Только Кэрол не могла понять, какая безнадежность его окружала, она была уверена, что, если бы он остался жив, все было бы хорошо. Верила в то, что он бы вылечился, что они смогли бы быть вместе, стать счастливыми. Не понимала, что никогда он уже не станет для нее прежним Мэттом, тем, который покорил ее сердце, что страх и страшные убийства, совершенные им, отравят ее любовь, может, даже уничтожат.
Зато это понимал Мэтт, когда стал бояться больше всего на свете того, что она обо всем узнает.
Возможно, был один выход. Для него. Сделать так, как от него требовал Джек Рэндэл. Только Мэтт был уверен в том, что даже если он выйдет когда-нибудь из психбольницы, Кэрол будет для него потеряна.
Джек бы позаботился об этом, а, может, и о том, чтобы Мэтт никогда не покинул стен клиники. А может, и нет. Но в одном Мэтт не сомневался — как только он исчезнет, Джек уложит Кэрол в постель, хочет она того или нет. Если не хочет, он заставит ее захотеть. Как никто другой Рэндэл умел ломать людей. Но Мэтт готов был рискнуть и все равно отправиться на лечение, зная, что у него нет выбора. Только он передумал, когда Рэй сказал, что у Кэрол и Джека был роман. Мэтт поверил. И это его окончательно добило, заставив совсем отчаяться.
А Кэрол, стоя над его могилой, вдруг поняла, что может простить ему все, кроме того, что он себя убил.
Никогда она ему этого не простит, чтобы там не побудило его это сделать.
— Я буду любить тебя. Я буду любить тебя всегда, — прошептала она. — Знай об этом.
Она прижала дрожащие пальцы к губам, которые кривились в нервных судорогах от сдерживаемых рыданий, и прерывисто всхлипнула.

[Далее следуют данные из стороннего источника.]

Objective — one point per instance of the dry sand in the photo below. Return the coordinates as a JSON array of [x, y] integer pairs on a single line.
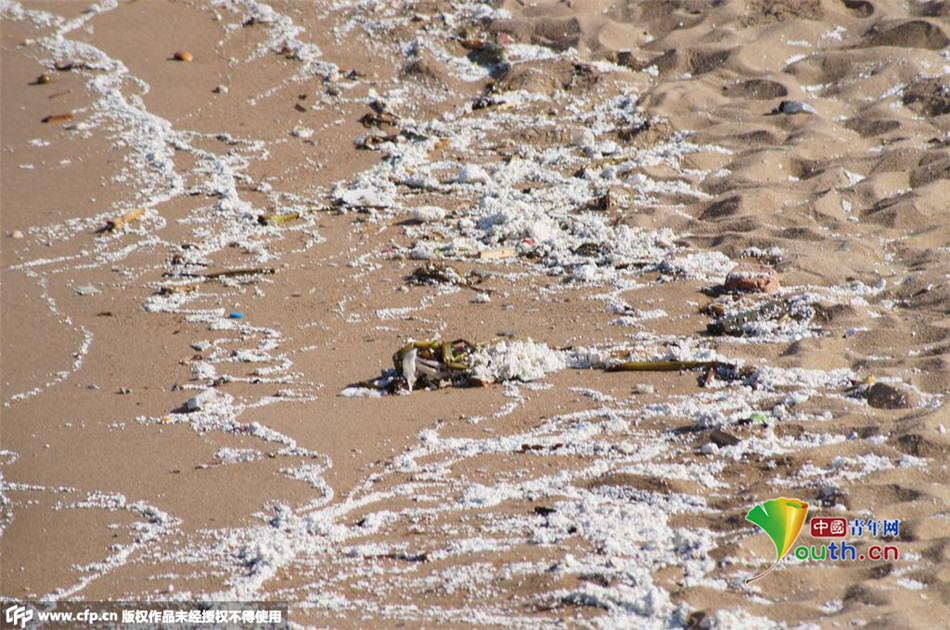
[[571, 499]]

— Ах, Мэтт, что же ты наделал! — простонала она и, чувствуя, что силы оставили ее, хотела опуститься на колени прямо на землю, но ее схватили сильные руки, не позволяя этого сделать и заставив вздрогнуть от неожиданности.
Развернув девушку, Рэй порывисто прижал ее к груди, сжав в крепких объятиях. Кэрол с каким-то отчаянием обняла его изо всех сил, спрятав лицо на широком плече, и расплакалась.
И так они и стояли над могилой, не подвижно, не произнося ни слова, обнявшись, родные и между тем абсолютно чужие друг для друга. По странному капризу судьбы Кэрол всю жизнь носила фамилию этого человека, который не имел к ней никакого отношения, жила с ним под одной крышей и по-своему любила.
Какая странная штука, эта жизнь. Как ее понять? Как понять ее мотивы, если они есть?